The problem of the origin of cells
Schwann and Schleiden were not alone in contributing to this great generalization of natural science, for strong intimations of the cell theory occur in the work of their predecessors. Recognizing that the basic problem was the origin of cells, these early investigators invented a hypothesis of “free cell formation,” according to which cells developed de novo out of an unformed substance, a “cytoblastema,” by a sequence of events in which first the nucleolus develops, followed by the nucleus, the cell body, and finally the cell membrane. The best physical model of the generation of formed bodies then available was crystallization, and their theory was inspired by that model. In retrospect, the hypothesis of free cell formation would not seem to have been justified, however, since cell division, a feature not characteristic of crystallization processes, had frequently been observed by earlier microscopists, especially among single-celled organisms. Even though cell division was observed repeatedly in the following decades, the theory of free cell formation lingered throughout most of the 19th century; however, it came to be thought of more and more as a possible exception to the general principle of the reproduction of cells by division. The correct general principle was affirmed in 1855 by a German pathologist and statesman, Rudolph Virchow, who asserted that “omnis cellula e cellula” (“all cells come from cells”).
The inherently complex events of cell division prevented a quick resolution of the complete sequence of changes that occur during the process. First, it was noted that a cell with a nucleus divides into two cells, each having a nucleus; hence, it was concluded that the nucleus must divide, and direct division of nuclei was duly described by some. Better techniques served to create perplexity, because it was found that during cell division the nucleus as such disappears. Moreover, at the time of division, dimly discerned masses, now recognized as chromosomes, were seen to appear temporarily. Observations in the 1870s culminated in the highly accurate description and interpretation of cell division by German anatomist Walther Flemming in 1882. His advanced techniques of fixing and staining cells enabled him to see that cell reproduction involves the transmission of chromosomes from the parent to daughter cells by the process of mitosis and that the division of the cell body is the terminal event of that reproduction.
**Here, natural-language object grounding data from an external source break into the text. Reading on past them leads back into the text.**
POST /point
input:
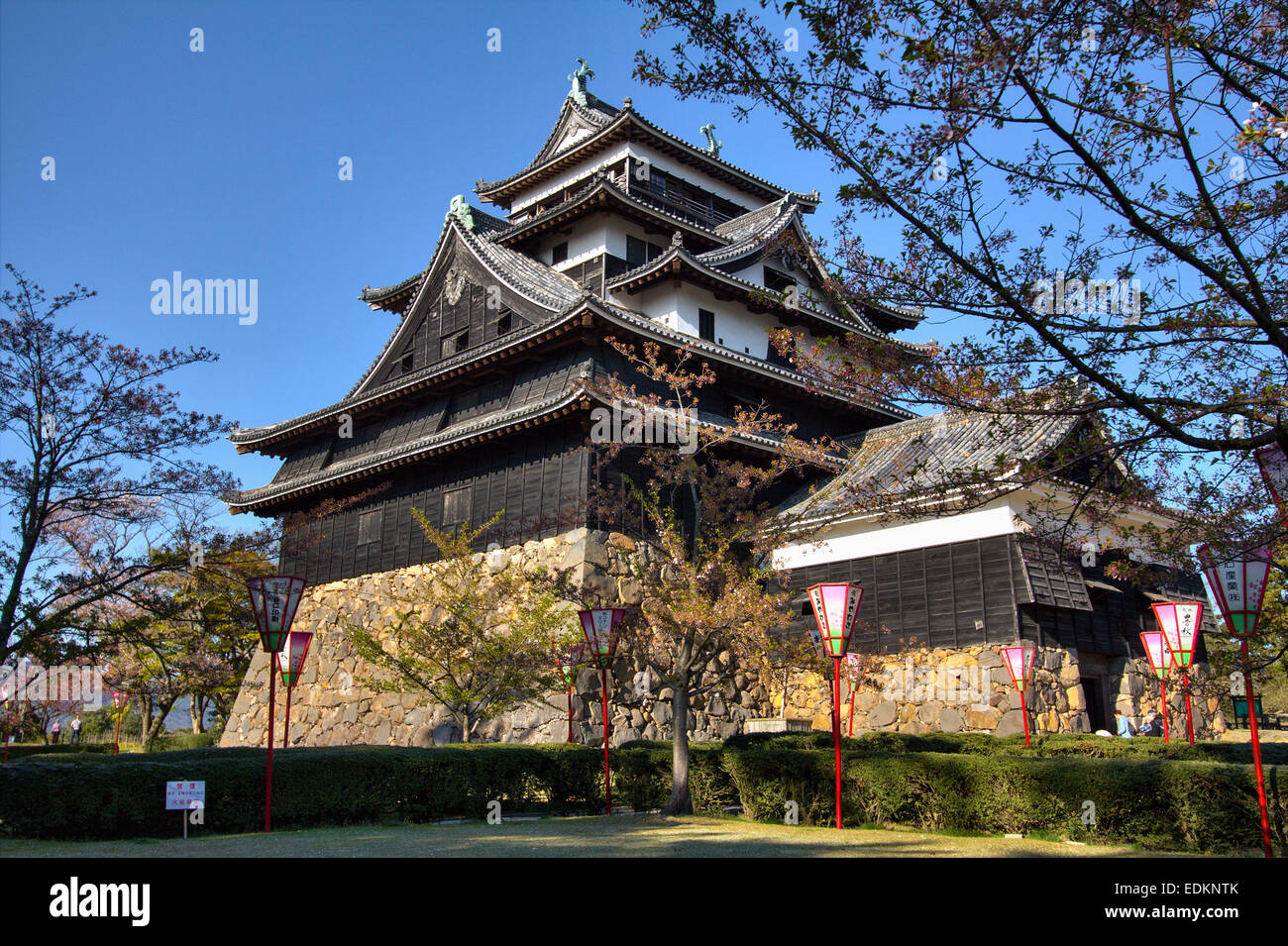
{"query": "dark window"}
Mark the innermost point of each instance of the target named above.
(456, 506)
(774, 357)
(638, 253)
(369, 527)
(456, 343)
(776, 280)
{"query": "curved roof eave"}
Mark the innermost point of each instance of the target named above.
(627, 116)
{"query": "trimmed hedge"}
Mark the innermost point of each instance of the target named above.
(1205, 806)
(1042, 745)
(1149, 800)
(124, 795)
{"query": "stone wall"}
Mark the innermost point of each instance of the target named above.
(334, 703)
(917, 691)
(969, 690)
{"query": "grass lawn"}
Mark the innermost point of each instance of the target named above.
(634, 835)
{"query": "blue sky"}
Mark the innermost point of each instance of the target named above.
(223, 163)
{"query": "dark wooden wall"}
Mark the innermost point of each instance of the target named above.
(930, 596)
(540, 480)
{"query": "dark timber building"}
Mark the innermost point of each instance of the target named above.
(481, 403)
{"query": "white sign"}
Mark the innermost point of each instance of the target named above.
(184, 795)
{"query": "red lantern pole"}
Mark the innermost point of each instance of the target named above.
(1162, 699)
(120, 710)
(1019, 663)
(608, 781)
(599, 626)
(286, 719)
(836, 738)
(1189, 713)
(1256, 751)
(268, 783)
(836, 605)
(1237, 587)
(274, 600)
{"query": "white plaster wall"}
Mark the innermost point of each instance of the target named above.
(863, 538)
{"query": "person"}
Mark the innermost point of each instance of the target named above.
(1153, 726)
(1125, 727)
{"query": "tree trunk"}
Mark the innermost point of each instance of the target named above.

The discovery that the number of chromosomes remains constant from one generation to the next resulted in the full description of the process of meiosis. The description of meiosis, combined with the observation that fertilization is fundamentally the union of maternal and paternal sets of chromosomes, culminated in the understanding of the physical basis of reproduction and heredity. Meiosis and fertilization therefore came to be understood as the complementary events in the life cycle of organisms: meiosis halves the number of chromosomes in the formation of spores (plants) or gametes (animals), while fertilization restores the number through the union of gametes. By the 1890s “life” in all of its manifestations could be thought of as an expression of cells.